The family has much to say about the lifestyle of a child. They provide assistance and guidance, playing as role models to the younger ones. In every aspect, the parents or guardian of child play a significant function in a child’s life. Being so, the type of behavioral patterns of a child maybe a direct contribution of his or her environment.

As known, obesity among children has become a disturbing truth especially that obesity comes along with other related health problems, more so emotional concerns for the obese individual.

All parents would like their children to experience the good life. Obesity is not about enjoying life. Below are a few tips for parents to keep your children away from those snack bars.

  • Remember that families have a broad understanding of health that includes eating and exercise patterns.
  • Assess family’s readiness to make changes.
  • Emphasize positive steps that a child and family have already taken.
  • Describe benefits for maintaining a healthy weight and being physically active such as having more energy, feeling good about one’s self and preventing injury and disease.
  • Emphasize that change works best when the whole family is involved.
  • Provide engaging and informative educational materials.

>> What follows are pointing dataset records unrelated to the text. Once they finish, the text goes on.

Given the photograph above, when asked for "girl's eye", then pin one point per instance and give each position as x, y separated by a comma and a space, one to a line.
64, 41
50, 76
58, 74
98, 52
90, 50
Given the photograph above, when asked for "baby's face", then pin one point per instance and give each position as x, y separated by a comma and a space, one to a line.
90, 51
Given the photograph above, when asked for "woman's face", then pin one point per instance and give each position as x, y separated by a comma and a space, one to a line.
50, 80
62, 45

  • Set specific goals for behavioral change. For example instead of "Increase vegetable intake," try "Include one vegetable each day."
  • Write down 1 to 2 goals to work on that fit with their family and post them where they will see them every day.

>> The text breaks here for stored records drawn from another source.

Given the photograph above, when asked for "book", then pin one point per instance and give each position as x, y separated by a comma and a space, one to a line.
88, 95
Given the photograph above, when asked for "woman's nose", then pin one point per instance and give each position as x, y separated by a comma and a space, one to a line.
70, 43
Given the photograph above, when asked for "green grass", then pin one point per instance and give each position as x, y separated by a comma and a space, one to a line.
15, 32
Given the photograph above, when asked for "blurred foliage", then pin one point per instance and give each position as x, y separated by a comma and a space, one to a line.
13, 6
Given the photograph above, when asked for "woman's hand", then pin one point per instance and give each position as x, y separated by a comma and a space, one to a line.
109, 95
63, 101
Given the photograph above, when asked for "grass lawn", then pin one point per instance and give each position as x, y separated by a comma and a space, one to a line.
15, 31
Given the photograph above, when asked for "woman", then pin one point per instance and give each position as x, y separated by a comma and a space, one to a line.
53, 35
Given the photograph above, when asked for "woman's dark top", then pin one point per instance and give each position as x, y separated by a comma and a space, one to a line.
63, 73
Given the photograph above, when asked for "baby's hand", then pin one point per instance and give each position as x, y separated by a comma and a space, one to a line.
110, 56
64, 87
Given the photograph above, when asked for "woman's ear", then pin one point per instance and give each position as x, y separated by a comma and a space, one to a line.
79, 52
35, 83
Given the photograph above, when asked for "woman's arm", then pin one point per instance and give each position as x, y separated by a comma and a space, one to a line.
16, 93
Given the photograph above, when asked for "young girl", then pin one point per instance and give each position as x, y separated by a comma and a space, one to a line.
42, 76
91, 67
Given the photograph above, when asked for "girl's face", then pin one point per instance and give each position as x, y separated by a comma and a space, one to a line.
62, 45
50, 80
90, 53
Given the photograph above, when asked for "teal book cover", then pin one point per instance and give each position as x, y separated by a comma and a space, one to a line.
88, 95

  • Encourage the family to identify activities they all enjoy. It is easier to stick with something that is fun or engaging.
  • Help the child a identify ways to incorporate activity into their daily routine. Ideas include getting off the bus one stop early and walking home or taking a family walk after dinner three times a week.

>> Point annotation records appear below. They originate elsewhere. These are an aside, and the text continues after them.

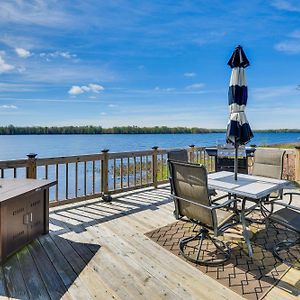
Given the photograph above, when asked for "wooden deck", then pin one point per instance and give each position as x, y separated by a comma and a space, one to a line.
99, 250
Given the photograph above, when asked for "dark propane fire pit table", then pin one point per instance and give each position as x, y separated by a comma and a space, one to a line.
24, 213
224, 158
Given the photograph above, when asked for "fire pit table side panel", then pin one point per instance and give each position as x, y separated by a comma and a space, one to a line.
24, 213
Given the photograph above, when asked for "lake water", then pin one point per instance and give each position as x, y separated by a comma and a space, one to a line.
17, 146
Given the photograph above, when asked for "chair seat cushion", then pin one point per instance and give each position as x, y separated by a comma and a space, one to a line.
223, 216
212, 192
287, 217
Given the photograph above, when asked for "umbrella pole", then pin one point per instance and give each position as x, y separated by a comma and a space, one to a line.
236, 160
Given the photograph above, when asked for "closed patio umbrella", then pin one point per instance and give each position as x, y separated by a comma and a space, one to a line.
238, 128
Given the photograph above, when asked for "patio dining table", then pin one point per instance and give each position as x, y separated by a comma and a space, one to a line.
252, 188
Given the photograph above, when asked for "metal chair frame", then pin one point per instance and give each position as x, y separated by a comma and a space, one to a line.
203, 232
286, 244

  • Ask about social support for walking/ activities.
  • Provide positive encouragement. Counsel or advise a child to not get upset about what was eaten in one day, but to look at what has been eaten over a longer period of time, such as two weeks.
  • Give positive reinforcement for any active behavior. Refrain from negative comments.
  • Don’t nag or push. On days when motivation wanes, demonstrate support by offering to engage in activity with them.
  • Nurture self-esteem. Encourage good feelings about what is done right. Motivate to be healthy, not thin.
  • Never use exercise as punishment or discipline.
  • Plan fun physical activities that benefit the whole family. Set an example by speaking positively about these activities and allowing sufficient time for them.
  • Increase activity level one step at a time. Moderate changes are the most effective.
  • Changes in habits have to be for the whole family and compatible with lifestyle (e.g. take a family walk after dinner). Family support and praise are as important as low-fat foods.
  • Improve family eating behaviors by planning healthy snacks, eating more meals together, and serving smaller amounts of high-calorie foods.
  • Don’t use food as a reward or punishment.
  • Stay flexible – don’t be a tyrant when talking about food or exercise. Don’t try to control every mouthful or make your child clean his plate if he’s full.

Remember being a parent is being responsible and mature adults to our children. As parents we have a great influence on our children which can make or break them.